The whole thing sucks and makes me mad. Why would I want, in the last seven years, to be the one constantly left out of conversations, or not getting the jokes, or having to wait for a translation? I’m tired of listening to an evening of song and dance and glazing over after a while because I can’t understand and I’ve gotten bored. I don’t want any of that…

But it also sucks because learning a new language is hard work. Being committed to doing that is a full time job. I sometimes feel like people forget that. It’s not like I can listen to Nepali music on an ipod at the gym and tomorrow I’ll magically speak the language. To really learn it, to be able to speak even marginally well, it will be hours and hours of studying, memorizing, quizzing myself, making vocabulary flash cards and practicing conversations. Either in my head or with other people. It’s a major undertaking, and a time consuming one.
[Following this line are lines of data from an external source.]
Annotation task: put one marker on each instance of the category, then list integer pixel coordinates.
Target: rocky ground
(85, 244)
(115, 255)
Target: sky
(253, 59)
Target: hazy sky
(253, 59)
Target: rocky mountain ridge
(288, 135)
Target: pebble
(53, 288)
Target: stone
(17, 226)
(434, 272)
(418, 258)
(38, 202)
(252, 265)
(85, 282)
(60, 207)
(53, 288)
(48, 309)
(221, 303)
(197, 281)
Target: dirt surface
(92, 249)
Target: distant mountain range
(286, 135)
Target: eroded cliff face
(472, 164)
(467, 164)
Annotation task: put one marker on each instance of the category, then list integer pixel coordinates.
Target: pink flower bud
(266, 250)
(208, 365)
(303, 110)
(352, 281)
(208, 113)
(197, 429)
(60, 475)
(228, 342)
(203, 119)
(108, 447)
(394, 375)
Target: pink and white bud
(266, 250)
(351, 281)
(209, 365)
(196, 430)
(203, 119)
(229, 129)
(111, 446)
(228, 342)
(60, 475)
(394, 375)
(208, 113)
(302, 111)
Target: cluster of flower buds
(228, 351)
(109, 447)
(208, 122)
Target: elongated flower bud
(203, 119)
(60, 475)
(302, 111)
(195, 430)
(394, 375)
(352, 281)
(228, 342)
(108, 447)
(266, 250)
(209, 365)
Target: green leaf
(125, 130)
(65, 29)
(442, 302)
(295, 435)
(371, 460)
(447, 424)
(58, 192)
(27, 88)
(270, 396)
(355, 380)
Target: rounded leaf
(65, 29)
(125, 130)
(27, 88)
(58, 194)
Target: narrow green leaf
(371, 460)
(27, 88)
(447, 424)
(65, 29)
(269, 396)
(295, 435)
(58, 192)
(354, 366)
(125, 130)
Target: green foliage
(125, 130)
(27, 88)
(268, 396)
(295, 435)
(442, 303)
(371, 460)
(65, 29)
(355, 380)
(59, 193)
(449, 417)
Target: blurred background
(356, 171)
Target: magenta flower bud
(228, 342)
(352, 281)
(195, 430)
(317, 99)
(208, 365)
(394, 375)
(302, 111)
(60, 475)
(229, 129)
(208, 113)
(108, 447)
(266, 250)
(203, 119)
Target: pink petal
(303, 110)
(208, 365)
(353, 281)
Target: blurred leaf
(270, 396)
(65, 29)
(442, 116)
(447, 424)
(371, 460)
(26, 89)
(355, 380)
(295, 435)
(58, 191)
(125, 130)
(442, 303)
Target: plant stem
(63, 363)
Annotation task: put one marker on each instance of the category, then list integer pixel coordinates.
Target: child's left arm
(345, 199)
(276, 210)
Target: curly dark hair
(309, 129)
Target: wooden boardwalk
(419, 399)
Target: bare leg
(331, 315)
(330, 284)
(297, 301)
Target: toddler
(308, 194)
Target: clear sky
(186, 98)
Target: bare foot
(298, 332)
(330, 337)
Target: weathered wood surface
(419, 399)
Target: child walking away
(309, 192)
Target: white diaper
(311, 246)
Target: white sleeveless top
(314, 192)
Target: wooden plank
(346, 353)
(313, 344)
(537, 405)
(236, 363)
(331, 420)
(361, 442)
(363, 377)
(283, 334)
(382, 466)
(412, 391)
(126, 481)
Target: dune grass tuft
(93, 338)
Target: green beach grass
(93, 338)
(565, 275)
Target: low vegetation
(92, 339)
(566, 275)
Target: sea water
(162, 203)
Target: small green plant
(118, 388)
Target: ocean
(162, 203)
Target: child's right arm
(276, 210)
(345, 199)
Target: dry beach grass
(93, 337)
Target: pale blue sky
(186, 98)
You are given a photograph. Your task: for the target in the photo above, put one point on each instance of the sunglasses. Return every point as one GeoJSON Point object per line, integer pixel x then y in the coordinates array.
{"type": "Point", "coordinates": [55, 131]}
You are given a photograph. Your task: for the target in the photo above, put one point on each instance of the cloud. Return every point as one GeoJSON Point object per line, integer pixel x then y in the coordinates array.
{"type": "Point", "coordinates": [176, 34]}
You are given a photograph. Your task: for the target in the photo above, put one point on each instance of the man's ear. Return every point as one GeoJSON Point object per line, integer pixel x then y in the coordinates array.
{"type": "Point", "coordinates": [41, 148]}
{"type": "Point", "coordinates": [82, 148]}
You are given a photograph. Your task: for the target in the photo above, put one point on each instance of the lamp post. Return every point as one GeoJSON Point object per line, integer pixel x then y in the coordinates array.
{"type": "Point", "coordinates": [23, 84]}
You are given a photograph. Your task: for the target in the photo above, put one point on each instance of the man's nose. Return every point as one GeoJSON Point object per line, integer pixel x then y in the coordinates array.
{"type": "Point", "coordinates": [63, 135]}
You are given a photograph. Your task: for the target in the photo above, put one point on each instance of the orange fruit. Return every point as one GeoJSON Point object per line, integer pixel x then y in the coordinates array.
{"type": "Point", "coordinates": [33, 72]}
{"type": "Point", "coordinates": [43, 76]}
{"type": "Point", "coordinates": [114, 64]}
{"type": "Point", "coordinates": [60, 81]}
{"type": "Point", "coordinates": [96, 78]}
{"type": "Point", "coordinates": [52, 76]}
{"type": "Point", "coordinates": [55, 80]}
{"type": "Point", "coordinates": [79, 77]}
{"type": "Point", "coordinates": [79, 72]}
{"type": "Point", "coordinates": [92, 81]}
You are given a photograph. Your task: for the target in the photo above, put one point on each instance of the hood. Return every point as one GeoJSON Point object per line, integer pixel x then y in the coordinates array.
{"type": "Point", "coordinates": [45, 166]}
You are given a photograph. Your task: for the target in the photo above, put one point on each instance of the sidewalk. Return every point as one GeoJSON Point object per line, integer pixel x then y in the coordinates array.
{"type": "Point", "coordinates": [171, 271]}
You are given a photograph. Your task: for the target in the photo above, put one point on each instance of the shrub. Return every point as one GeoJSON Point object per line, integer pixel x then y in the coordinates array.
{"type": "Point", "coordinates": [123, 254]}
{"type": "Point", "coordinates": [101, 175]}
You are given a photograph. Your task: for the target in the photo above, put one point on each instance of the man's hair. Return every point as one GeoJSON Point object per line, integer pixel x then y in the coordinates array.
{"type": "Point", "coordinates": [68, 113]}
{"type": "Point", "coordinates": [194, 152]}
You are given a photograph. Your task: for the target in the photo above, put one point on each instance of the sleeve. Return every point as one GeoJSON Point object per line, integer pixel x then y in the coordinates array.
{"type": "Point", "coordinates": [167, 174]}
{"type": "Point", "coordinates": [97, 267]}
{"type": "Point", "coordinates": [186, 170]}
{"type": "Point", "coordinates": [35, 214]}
Especially when there aren’t any classes. I love language classes. Learning a language in a class is decidedly less work. Sure one has to study, and practice, but a class gives so much usable practice, and really helps to boost one’s confidence. What I wouldn’t give for an affordable, easy Nepali language class option.

I realize that I have used the “but there is no class” excuse for far too long, and I’ve wasted too much time sitting in a room full of Nepali speakers without understanding. I’ve made bold declarations before, but I think I’ve finally reached a point where I need to learn or forever be shamed as “the one who will never learn.”

Why now? Why have I finally reached this ultimate point of frustration? A few reasons:

A)     The reasons cited above

B)      I’m getting married in a few months. Lots of Nepalis will be there and I want to talk to people if I can. P’s family will also come, and I want to speak to them, and finally have them impressed with my language skills instead of shaking their heads in disappointment. Also if we go to Nepal after our marriage I’m sure I’ll be “shown around” to people as the new member of the family, and it would be SO NICE to speak to people instead of silently nodding my head when appropriate. Did I mention how terribly boring it is not to be able to speak? Can you tell how much I like to talk?

C)      It’s also REALLY important to me to be able to speak this language before we have children. Bi-linguality is going to be a major part of our childrearing. Not that I’m planning to have any soon, but language learning is a process, and the time to start learning is definitely not when the baby is trying to learn as well.

D)     And more selfishly– P’s cousin’s American boyfriend recently left for Nepal. He’s a cool guy, and I like him a lot, but I have nightmares of him learning Nepali—which will be a great thing for him, but another reason for P’s  family to be disappointed in me. P’s cousin’s boyfriend plans to stay in Nepal at least 6 months (perhaps longer!) which I never had the luxury to do, and if he takes classes and hangs out with people, I can definitely see him learning a lot.

E)      I have four Nepalis living with me right now. What better opportunity do I have than to hunker down and start learning already? I have a bunch of speaking partners in-house.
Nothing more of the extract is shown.